Standard & Poor's Corp. cut its ratings Monday on about $30.9 billion of U.S. prime jumbo residential mortgage-backed securities issued in 2007 because of higher projected losses on high-priced homes.
The rating agency lowered ratings on 620 classes from 49 transactions. Many were lowered from AAA status.
Jumbo loans — those $417,000 and up — generally carry higher interest rates because they are too big to be guaranteed by Fannie Mae or Freddie Mac. S&P said it expects a 40% loss severity on prime jumbo loans originated in 2006 and 2007.
The rating agency said the current credit support to the affected classes was insufficient to maintain their ratings, given the increase in projected losses.
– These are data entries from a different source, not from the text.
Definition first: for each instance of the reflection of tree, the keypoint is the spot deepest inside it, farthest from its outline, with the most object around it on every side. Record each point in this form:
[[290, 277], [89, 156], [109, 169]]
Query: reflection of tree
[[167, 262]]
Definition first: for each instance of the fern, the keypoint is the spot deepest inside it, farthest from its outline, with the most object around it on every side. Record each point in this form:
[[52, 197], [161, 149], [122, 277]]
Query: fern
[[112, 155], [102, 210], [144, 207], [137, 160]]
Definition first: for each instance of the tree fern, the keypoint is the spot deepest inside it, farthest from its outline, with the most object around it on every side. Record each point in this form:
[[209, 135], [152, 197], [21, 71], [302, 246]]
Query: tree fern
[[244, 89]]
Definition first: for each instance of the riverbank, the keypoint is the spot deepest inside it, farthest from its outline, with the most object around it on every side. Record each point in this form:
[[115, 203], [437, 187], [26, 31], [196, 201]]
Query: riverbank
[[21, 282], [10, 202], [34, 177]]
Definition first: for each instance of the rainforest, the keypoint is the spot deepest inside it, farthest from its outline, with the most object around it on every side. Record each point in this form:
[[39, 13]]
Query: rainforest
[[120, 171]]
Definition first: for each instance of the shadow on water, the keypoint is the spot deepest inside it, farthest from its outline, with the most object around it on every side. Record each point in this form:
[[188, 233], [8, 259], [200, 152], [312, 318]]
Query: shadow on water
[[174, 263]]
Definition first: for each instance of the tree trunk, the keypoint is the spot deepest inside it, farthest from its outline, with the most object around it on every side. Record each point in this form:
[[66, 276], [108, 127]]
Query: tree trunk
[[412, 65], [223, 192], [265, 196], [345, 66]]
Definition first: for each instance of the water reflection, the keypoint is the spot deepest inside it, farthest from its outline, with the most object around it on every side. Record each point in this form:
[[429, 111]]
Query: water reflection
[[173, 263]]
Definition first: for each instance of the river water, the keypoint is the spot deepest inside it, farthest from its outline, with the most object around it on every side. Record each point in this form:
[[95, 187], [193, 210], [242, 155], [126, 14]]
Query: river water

S&P has said it expects loan losses to mirror 1999, which before 2005 was the worst year in the past decade for foreclosures on jumbo loans. The rating agency expects the 2007 losses to top the losses on the 1999 loans, but expects the losses' timing to be more similar to that year than any other.
The collateral on the downgraded deals includes both fixed-rate and adjustable-rate mortgages on one- to four-family residential properties. The downgraded bonds were part of deals put together by Bank of America Corp., Bear Stearns Cos. Inc. (now a part of JPMorgan Chase & Co.), and Continental Home Loans.